I find it frustrating that there is so much focus on retirement planning and living, and so little on the majority of your life as you are raising a family. You find resources, but they are disjointed. Finances, education, real estate, but none are really talking about life design until you hit mid life. Although I am in mid life, my children are young and so we are looking at our life plan as wanting the best of both worlds – the lifestyle of a working retirement while raising a family. Tim Ferris touches on this with his Four Hour Work Week, but you need to apply it to family life since his perspective is of a single man. It is a great read.
I have lived and spent time in a few US cities most often cited for walkability, but the stumbling block has always been cost of real estate. But I wonder if it is truly the walkable urban life I was longing for, but rather the simpler lifestyle that represents? Walking to parks, grocery stores, enjoying nature, and less of the chaos of time in a vehicle.
As you research the best place to live, how do you quantify the wellness factor of a life that represents you at your core, or a simpler life that allows you to find your center?
Welcome the Blue Zone Project, as featured in this month’s O Magazine. The community focused villages that support optimal health. Homes and mixed use villages that remind me of the walled villages of Eastern Europe. Sidewalks, places for children to play, walkable for sure with one change – they are not in high cost metro areas. An idea whose time has come.

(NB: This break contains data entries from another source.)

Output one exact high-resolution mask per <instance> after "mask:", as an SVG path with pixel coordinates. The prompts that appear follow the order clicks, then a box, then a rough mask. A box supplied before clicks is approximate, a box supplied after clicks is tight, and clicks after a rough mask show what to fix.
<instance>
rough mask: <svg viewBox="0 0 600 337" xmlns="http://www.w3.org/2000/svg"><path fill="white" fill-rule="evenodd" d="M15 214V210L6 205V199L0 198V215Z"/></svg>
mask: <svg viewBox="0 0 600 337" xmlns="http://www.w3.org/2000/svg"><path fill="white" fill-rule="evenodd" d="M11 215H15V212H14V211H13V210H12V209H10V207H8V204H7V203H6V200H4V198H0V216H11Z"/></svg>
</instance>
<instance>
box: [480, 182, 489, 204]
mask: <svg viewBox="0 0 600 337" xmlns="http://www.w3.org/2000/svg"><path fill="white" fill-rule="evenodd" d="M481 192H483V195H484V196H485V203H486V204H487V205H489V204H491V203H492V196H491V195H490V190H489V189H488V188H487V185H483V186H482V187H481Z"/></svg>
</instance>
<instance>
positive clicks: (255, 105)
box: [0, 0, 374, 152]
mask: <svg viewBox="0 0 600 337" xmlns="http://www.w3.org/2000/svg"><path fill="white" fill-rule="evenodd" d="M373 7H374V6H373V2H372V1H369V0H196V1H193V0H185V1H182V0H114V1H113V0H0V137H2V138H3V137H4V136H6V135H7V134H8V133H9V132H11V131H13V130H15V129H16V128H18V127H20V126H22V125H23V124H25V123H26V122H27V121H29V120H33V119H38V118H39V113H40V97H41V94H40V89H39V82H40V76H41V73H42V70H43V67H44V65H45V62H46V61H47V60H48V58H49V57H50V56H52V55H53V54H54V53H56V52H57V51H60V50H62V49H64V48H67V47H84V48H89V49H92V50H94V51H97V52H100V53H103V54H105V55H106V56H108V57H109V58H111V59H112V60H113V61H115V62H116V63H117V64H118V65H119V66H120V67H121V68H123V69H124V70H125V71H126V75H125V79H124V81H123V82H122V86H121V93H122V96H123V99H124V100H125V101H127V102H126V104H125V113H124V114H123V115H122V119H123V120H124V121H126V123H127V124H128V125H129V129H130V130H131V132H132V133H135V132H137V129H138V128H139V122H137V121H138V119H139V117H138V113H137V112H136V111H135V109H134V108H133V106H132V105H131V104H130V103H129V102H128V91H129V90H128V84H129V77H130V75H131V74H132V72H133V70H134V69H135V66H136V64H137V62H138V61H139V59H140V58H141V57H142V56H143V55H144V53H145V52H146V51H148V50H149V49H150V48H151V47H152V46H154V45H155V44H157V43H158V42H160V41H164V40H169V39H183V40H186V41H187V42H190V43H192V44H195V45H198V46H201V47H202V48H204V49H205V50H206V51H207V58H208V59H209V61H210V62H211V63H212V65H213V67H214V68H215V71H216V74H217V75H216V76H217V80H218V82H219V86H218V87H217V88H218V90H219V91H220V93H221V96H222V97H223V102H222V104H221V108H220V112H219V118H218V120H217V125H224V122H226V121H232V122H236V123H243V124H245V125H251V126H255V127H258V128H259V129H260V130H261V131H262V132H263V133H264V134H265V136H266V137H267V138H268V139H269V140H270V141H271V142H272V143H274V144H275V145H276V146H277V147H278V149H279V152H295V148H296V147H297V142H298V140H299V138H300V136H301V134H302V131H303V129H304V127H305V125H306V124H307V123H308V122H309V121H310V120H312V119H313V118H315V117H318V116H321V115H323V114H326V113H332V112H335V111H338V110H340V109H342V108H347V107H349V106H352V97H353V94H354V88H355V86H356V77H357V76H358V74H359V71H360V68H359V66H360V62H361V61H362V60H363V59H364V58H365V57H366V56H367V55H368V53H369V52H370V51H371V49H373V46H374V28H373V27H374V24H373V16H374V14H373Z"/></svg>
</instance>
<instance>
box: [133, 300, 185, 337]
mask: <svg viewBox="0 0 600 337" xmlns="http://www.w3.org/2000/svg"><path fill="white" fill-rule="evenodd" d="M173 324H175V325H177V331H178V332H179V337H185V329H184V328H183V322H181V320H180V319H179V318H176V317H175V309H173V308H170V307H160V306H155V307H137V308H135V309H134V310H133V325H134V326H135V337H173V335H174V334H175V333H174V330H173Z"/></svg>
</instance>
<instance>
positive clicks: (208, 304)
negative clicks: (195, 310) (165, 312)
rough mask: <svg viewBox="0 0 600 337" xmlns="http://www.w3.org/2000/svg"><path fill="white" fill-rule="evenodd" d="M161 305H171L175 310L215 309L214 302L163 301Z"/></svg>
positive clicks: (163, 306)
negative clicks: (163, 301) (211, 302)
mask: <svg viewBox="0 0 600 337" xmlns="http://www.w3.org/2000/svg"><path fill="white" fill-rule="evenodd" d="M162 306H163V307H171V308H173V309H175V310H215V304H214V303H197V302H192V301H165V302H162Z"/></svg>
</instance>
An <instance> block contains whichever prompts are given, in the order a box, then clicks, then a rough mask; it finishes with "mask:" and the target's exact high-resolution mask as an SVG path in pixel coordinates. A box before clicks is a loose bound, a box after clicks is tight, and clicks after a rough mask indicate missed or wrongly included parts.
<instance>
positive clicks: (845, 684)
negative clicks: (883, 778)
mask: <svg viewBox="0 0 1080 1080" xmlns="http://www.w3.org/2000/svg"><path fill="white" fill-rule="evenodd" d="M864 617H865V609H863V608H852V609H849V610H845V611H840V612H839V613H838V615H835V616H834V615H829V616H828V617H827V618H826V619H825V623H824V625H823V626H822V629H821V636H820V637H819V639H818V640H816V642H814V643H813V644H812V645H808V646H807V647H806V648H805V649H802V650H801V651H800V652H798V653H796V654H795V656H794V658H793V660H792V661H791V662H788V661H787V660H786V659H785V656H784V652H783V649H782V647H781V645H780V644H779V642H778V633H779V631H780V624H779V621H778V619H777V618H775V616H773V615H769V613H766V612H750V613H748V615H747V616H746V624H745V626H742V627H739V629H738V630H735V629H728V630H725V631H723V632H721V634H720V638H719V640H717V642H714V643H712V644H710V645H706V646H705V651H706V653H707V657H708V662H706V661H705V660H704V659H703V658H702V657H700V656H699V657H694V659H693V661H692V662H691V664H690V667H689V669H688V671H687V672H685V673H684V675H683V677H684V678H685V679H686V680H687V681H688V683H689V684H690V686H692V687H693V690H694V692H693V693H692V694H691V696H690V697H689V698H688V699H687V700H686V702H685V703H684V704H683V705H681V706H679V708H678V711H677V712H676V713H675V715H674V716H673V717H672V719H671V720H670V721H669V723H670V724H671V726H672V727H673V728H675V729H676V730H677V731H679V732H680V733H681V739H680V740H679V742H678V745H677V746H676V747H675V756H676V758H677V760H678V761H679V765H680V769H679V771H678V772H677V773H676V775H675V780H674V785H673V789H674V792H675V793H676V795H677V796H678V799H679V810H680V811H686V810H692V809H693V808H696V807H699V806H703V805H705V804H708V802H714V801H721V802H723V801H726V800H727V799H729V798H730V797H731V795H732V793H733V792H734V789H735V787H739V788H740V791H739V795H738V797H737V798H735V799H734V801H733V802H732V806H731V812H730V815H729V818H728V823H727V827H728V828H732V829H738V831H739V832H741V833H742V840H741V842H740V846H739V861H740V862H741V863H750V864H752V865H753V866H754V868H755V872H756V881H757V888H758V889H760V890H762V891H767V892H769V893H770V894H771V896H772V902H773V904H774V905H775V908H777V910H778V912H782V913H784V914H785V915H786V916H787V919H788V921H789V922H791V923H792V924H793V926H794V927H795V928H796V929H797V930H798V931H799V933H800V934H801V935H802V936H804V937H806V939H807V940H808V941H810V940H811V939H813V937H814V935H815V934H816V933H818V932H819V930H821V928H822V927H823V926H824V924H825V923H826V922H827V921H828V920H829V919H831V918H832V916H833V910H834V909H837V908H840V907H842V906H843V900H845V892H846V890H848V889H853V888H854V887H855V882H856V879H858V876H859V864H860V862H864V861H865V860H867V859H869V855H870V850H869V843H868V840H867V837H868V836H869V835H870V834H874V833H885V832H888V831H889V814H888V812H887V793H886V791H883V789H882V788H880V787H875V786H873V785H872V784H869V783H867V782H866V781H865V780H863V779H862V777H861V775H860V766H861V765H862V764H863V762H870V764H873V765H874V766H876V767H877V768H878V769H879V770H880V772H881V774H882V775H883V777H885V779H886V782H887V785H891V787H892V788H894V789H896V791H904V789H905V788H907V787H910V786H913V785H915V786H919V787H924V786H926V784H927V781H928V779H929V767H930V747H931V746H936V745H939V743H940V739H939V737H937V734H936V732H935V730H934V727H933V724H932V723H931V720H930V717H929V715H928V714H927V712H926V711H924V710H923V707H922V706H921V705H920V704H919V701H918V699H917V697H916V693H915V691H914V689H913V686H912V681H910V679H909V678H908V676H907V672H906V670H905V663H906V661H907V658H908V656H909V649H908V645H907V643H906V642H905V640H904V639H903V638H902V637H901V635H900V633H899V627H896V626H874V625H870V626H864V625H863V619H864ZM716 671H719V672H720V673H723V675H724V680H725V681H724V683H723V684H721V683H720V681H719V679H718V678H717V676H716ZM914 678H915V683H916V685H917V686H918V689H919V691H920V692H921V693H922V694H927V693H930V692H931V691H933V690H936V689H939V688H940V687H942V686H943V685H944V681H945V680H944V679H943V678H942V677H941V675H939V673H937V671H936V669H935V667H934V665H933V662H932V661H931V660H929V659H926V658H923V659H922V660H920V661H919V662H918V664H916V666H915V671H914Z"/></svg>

I experienced all of the cities abroad by walking, riding a bus, train, or trolley, and exploring always on foot – that has been missing in my life. I felt a level of freedom not felt when visiting most US cities. European cities were built upon generations of the village mentality, so they naturally embody this. Walking to a bakery in Paris, or a coffee shop in London passing parks, and homes on your way is a natural way of life there.
One such village, Kromerice in the Czech Republic came to mind as I was learning more about the Blue Zone Project. Its walls designed to protect its center from aggressors, but gives you such a sense of security as you walk its streets inside the walls.
The Blue Project’s free Vitality Coach asks questions about your diet, how much you move, your social time, sleep, and your spiritual piggy bank(my term not theirs). It is a great place to start clarifying your needs to add years to your life, and to enjoy your family longer. I know we have added years to our life by downsizing our space, now it is time to continue this shift in thinking to bring us full circle.
As Psychologist, Barry Schwartz, TEDX talk on the Paradox of Choice explains too many choices can lead to paralysis. I believe that to be so true in deciding how and where to live. I also think it has a lot to do with why American families are moving out of the US, if only temporarily to reset their lives to be simpler and more joyful.
To live like you are in your own Blue Zone, is about simplifying your life, moving more, and enjoying it with the people that share your view of life. I remember my mother saying something about the company you keep. Focus on mind, body, soul and your decisions will lead to more satisfaction.
Our days are fairly simple, and that is by design. A rushed, over scheduled family is not a happy family, so take some time to reflect on the fact that you may need a little less on the calendar, and more in the heart. You very own Blue Zone for a long, happy life.